Another high-throughput merge system prepares the cartons for transport to taping lanes for sealing. From the taping area, the completed orders move toward the shipping area for the final high-speed merge and sortation.
Cartons enter this area on live rollers and connect with a three-lane servo-belt gapping system. Each lane has three segments. Photo eyes control the speed of the belts in each segment, creating gaps between the cartons. This creates a "zipper" effect as the cartons merge onto a tube-and-chain combiner.

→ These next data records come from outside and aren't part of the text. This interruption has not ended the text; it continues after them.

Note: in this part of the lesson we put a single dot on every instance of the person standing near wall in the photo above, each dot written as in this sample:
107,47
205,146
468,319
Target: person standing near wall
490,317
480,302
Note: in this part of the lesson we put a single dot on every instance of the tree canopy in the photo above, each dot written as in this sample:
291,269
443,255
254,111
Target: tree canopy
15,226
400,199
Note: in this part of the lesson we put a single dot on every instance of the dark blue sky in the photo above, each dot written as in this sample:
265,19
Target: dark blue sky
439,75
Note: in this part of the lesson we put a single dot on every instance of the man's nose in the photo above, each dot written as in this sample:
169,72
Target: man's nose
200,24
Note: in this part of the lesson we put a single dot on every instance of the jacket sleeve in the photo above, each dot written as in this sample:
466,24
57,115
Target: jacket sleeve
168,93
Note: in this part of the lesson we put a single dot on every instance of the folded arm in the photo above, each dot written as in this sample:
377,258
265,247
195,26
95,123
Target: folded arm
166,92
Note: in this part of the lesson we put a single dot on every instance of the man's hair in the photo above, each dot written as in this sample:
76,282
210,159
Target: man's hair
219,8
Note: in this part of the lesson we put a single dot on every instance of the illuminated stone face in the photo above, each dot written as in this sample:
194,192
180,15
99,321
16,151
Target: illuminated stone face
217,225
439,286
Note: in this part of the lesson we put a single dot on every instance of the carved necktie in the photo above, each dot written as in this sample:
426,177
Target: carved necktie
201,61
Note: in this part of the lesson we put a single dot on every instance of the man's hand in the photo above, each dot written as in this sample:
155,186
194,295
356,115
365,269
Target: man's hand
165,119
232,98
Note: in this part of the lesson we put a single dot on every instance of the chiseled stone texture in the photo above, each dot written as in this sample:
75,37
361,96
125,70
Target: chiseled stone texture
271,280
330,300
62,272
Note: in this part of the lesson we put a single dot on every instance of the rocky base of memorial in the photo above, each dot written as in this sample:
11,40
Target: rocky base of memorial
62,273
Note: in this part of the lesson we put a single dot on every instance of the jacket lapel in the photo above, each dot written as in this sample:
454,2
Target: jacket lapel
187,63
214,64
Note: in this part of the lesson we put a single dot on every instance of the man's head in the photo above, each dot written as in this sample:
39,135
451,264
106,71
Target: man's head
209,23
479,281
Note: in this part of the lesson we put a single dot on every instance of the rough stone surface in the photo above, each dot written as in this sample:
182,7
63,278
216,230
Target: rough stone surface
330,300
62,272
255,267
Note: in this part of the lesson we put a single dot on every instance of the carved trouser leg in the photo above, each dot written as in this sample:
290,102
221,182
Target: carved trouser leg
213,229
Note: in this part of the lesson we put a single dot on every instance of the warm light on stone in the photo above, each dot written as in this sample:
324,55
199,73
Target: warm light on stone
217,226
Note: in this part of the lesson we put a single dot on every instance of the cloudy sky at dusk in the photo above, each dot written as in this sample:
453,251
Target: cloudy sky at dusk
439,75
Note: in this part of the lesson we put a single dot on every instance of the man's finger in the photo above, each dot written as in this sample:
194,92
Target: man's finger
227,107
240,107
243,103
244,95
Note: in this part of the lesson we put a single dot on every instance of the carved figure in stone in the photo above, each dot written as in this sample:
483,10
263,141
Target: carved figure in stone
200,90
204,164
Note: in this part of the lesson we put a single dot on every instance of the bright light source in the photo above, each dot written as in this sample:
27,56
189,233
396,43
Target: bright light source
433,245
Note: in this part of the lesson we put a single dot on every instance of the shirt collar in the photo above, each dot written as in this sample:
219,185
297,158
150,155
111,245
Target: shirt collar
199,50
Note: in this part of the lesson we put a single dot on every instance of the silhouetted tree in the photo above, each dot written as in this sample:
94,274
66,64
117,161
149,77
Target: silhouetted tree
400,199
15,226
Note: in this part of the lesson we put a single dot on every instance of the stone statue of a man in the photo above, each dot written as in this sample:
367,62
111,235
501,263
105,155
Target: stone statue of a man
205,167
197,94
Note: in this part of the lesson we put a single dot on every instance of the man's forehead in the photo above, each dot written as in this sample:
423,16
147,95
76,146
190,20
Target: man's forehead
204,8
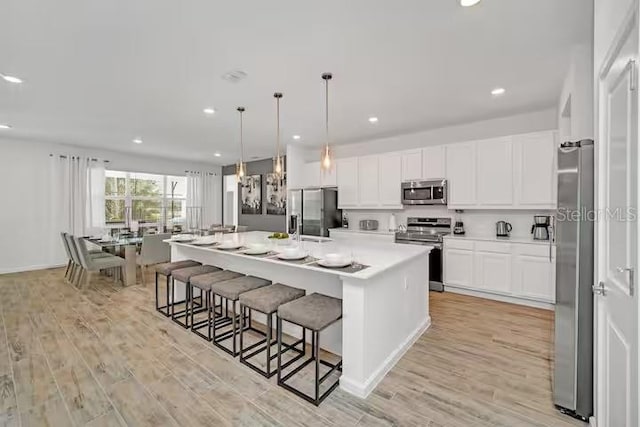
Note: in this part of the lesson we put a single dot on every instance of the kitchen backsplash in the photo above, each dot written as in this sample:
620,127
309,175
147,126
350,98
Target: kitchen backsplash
476,222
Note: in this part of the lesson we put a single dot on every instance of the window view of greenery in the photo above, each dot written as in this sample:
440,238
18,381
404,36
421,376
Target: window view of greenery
148,199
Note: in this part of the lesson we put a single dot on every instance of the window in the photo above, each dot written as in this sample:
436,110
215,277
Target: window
151,200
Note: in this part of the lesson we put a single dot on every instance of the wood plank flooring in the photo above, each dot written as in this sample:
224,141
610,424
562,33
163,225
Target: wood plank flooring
104,357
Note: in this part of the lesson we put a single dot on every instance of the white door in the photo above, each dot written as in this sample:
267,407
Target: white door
391,170
617,360
461,173
494,176
347,181
368,175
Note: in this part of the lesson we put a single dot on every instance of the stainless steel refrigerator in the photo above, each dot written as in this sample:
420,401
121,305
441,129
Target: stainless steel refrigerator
317,209
573,370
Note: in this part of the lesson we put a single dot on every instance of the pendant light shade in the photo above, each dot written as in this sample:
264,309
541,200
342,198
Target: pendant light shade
278,163
241,167
326,158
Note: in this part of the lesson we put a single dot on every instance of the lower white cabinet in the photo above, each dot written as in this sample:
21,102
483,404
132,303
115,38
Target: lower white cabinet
522,271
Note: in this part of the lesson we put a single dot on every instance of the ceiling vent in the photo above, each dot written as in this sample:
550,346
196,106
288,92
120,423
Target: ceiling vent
234,76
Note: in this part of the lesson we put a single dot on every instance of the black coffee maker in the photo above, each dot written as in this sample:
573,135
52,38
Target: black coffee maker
540,227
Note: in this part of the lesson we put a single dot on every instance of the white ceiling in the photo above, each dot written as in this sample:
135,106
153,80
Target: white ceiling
99,73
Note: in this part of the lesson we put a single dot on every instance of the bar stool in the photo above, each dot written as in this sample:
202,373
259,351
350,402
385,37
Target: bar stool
230,290
266,300
204,283
314,312
184,275
165,269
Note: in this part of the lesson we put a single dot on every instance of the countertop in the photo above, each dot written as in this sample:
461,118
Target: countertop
380,256
489,238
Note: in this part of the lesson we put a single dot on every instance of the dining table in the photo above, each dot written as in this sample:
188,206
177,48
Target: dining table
129,245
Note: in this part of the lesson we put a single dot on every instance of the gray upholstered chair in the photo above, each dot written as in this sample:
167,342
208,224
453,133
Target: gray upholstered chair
154,251
92,264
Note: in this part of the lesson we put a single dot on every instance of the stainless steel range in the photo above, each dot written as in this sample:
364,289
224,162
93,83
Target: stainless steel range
428,231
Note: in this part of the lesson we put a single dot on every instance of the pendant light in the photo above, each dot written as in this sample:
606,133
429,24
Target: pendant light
278,164
241,167
326,162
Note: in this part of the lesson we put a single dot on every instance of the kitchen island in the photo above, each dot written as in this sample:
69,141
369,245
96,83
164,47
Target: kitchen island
385,305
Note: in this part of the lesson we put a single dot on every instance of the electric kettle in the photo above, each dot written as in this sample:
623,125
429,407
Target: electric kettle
503,229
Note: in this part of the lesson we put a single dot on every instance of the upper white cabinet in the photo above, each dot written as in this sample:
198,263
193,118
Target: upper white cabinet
461,174
535,177
412,165
347,180
368,181
433,162
389,178
494,172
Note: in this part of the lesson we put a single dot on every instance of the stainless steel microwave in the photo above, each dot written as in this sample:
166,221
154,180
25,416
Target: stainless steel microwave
424,192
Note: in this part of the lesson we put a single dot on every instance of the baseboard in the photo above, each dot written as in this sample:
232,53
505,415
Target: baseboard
498,297
30,268
362,390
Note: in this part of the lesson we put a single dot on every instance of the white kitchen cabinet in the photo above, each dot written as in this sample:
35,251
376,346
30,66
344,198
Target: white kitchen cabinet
461,174
347,182
368,182
390,176
492,267
534,272
494,173
412,165
433,162
535,177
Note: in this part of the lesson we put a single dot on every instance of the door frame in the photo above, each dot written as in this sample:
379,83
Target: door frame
627,25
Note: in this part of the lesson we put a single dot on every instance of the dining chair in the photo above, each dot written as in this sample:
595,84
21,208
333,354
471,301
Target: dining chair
154,251
92,264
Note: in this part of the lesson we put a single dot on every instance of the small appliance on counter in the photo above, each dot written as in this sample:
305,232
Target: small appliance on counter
368,224
540,227
503,229
458,228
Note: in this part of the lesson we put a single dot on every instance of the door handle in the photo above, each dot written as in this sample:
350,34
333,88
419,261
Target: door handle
631,273
599,289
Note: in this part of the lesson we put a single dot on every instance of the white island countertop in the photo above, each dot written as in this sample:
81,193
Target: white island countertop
378,256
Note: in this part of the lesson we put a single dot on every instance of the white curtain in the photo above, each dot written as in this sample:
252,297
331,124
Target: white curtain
76,194
204,203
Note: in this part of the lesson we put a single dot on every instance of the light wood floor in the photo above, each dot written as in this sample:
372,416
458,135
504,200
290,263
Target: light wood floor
104,357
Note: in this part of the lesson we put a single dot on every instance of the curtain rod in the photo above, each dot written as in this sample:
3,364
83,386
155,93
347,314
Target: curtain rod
198,173
93,159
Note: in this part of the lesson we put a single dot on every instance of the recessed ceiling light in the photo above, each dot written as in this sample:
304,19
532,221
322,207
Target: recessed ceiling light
11,79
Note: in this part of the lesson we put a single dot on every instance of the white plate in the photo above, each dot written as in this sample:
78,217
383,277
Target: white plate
257,251
292,257
334,264
229,246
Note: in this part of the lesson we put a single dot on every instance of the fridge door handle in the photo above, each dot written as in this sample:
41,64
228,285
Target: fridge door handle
599,289
631,273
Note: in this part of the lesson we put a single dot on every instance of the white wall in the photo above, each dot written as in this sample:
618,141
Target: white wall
26,241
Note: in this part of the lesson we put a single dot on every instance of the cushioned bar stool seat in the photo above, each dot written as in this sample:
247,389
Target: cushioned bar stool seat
204,283
165,269
314,312
184,275
266,300
230,290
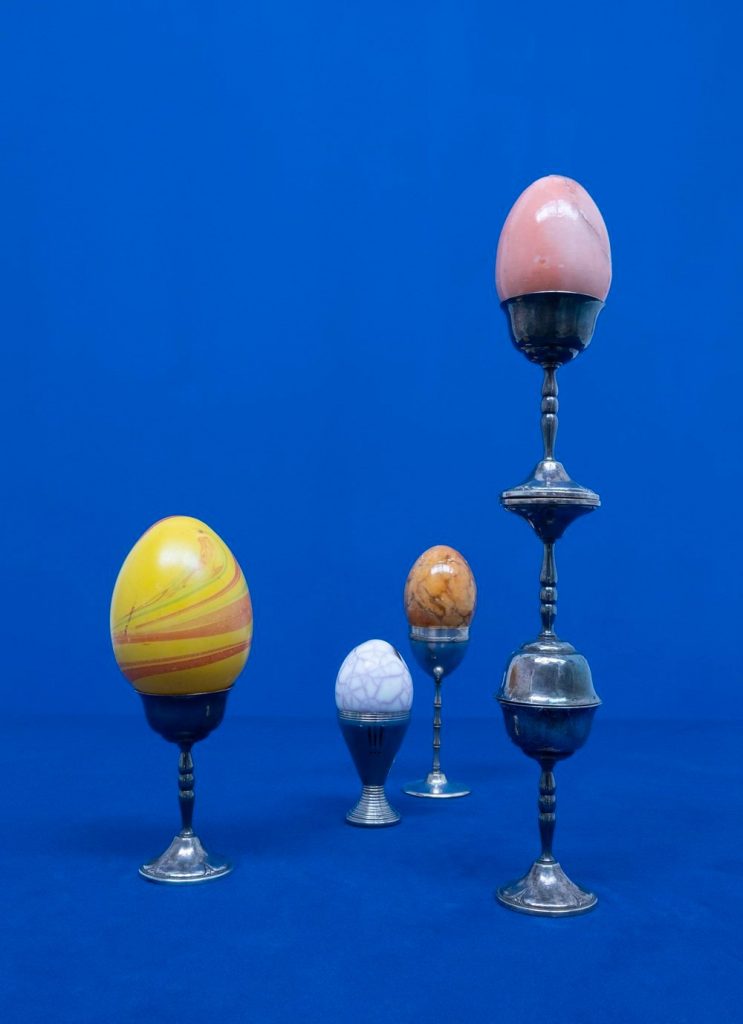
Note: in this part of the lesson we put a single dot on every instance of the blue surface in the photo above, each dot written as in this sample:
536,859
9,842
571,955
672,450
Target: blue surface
246,265
322,922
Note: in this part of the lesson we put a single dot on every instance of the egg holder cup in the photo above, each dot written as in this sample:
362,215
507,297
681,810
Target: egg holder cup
374,739
547,695
438,651
185,720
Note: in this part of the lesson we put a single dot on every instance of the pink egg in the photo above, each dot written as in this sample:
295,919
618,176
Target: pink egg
554,240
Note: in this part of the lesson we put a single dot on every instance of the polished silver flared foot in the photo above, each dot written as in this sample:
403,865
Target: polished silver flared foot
185,860
548,891
436,784
374,809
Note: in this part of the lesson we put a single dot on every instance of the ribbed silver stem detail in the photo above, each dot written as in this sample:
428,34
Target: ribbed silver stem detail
373,809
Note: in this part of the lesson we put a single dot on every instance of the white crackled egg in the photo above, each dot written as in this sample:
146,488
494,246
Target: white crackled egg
374,678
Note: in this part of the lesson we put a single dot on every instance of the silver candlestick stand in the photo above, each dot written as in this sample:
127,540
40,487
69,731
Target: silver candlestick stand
185,720
547,695
438,651
373,739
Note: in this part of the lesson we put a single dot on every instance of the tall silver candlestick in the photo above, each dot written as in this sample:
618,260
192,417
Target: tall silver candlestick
547,695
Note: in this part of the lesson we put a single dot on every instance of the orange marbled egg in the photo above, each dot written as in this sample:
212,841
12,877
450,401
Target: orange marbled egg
440,591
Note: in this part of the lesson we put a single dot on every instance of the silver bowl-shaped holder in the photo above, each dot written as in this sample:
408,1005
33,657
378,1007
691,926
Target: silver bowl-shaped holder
184,720
548,696
438,651
374,739
549,702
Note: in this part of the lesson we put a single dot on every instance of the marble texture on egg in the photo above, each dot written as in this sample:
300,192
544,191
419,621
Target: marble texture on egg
440,591
554,240
374,678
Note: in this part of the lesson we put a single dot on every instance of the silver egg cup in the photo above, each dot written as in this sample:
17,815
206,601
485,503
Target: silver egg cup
547,695
438,651
184,720
374,739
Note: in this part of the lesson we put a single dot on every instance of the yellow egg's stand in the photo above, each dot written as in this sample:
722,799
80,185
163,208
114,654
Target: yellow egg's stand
181,626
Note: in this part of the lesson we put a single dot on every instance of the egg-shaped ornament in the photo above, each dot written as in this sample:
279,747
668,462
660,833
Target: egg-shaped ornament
181,624
374,679
439,598
181,620
374,695
440,590
554,240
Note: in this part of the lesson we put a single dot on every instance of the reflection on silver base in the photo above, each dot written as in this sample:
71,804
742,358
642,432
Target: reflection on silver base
548,891
185,860
436,784
374,809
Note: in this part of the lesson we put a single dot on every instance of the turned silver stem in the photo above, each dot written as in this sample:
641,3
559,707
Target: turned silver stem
438,675
548,817
550,407
185,790
548,591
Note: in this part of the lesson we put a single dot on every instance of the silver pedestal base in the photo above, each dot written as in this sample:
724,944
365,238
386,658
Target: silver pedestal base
374,810
548,891
436,784
185,861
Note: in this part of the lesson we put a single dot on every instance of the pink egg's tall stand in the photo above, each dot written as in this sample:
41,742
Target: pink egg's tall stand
547,695
553,272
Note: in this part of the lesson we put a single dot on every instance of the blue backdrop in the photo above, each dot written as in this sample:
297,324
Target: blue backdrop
247,258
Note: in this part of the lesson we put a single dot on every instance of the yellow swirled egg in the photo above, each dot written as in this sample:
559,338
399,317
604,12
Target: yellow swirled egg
181,620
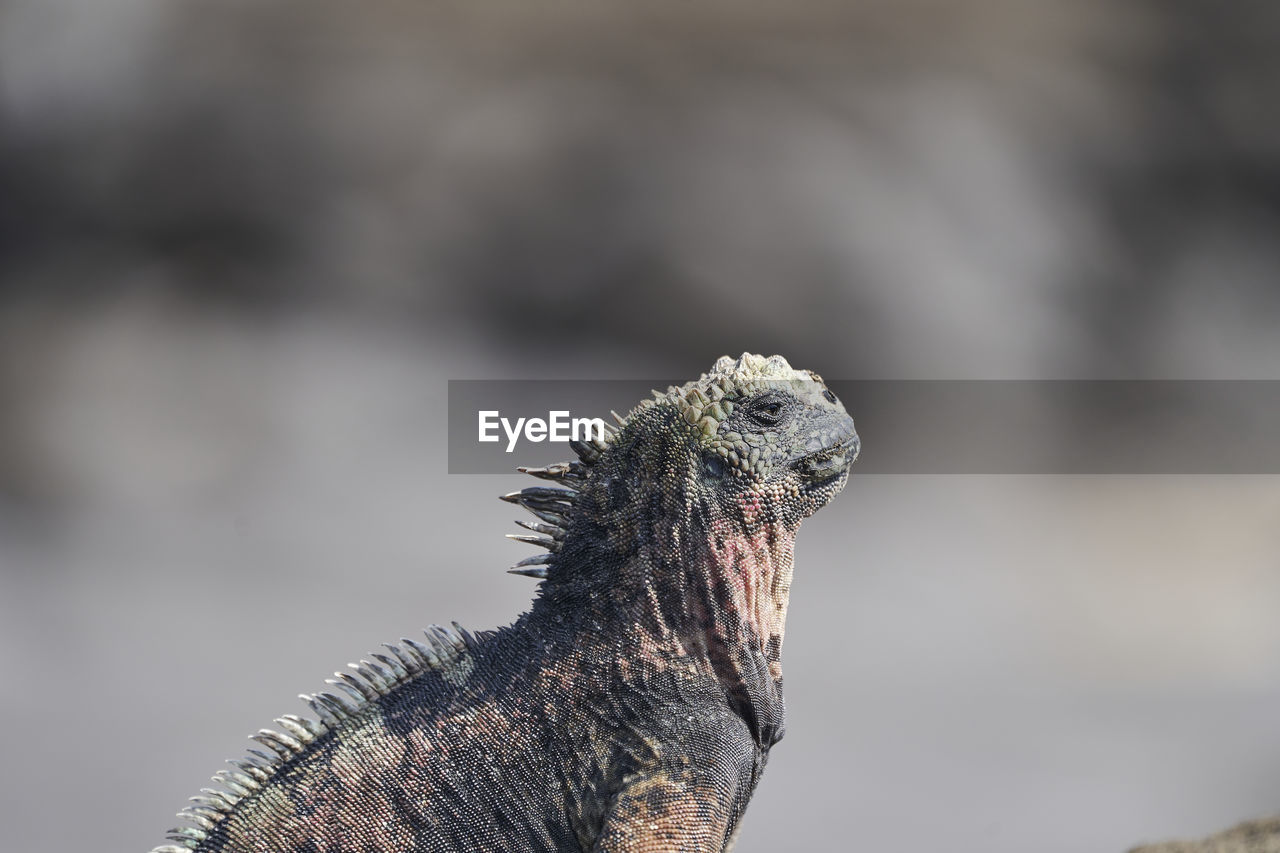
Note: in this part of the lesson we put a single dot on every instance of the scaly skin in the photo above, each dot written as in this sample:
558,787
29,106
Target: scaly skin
632,707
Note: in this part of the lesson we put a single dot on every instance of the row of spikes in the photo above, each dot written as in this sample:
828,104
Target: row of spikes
553,506
251,774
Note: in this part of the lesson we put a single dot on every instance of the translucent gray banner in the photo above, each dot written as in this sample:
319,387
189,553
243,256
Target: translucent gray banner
929,427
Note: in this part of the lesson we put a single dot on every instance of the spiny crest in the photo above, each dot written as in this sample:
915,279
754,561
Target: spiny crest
353,694
704,404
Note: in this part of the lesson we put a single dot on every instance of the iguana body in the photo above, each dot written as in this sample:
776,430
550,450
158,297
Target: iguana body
631,708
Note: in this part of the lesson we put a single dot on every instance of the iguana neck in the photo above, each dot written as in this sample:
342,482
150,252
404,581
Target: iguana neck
703,588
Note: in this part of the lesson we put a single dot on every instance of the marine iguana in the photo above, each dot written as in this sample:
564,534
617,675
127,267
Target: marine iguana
635,703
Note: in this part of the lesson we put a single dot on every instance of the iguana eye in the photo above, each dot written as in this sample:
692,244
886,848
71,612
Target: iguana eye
767,411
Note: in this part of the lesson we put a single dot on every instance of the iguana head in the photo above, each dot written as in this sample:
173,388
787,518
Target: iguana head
753,441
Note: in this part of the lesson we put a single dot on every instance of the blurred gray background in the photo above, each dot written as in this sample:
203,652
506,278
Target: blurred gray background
243,246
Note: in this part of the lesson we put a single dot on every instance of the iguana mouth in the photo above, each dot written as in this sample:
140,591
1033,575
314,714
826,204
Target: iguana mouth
830,463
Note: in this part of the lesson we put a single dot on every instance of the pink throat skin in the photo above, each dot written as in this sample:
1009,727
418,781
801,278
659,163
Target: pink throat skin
749,570
722,607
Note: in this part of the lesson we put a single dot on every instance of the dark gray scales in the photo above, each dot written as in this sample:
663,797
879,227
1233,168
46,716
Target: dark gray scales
635,703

The combiner aligns the cartons and nudges them onto a belt conveyor that leads to the Hytrol ProSort, an advanced sortation system that can handle more than 150 cartons a minute. Product is transported on flight tubes, where at predetermined locations, divert shoes move diagonally across the conveyor to push the product onto a take away line.
Start spreading the news
As sortation systems evolve,distribution centers are finding new uses for them. McElweenie notes, for example, that many customers are adapting their systems to handle a wider variety of products. Others are finding ways to perform multiple sorts on their sorters, running not only outbound order processing but also handling returned items on a second shift in an effort to achieve a higher return on their investment.
These applications haven't escaped the vendors' notice. While they wait for the economy to perk up, they're working hard behind the scenes to get the word out about sortation. Educating—or re-educating—the industry may sound like an ambitious endeavor. But it beats sitting around waiting for a dot-comeback … or shopping for a good deal on a used cappuccino maker.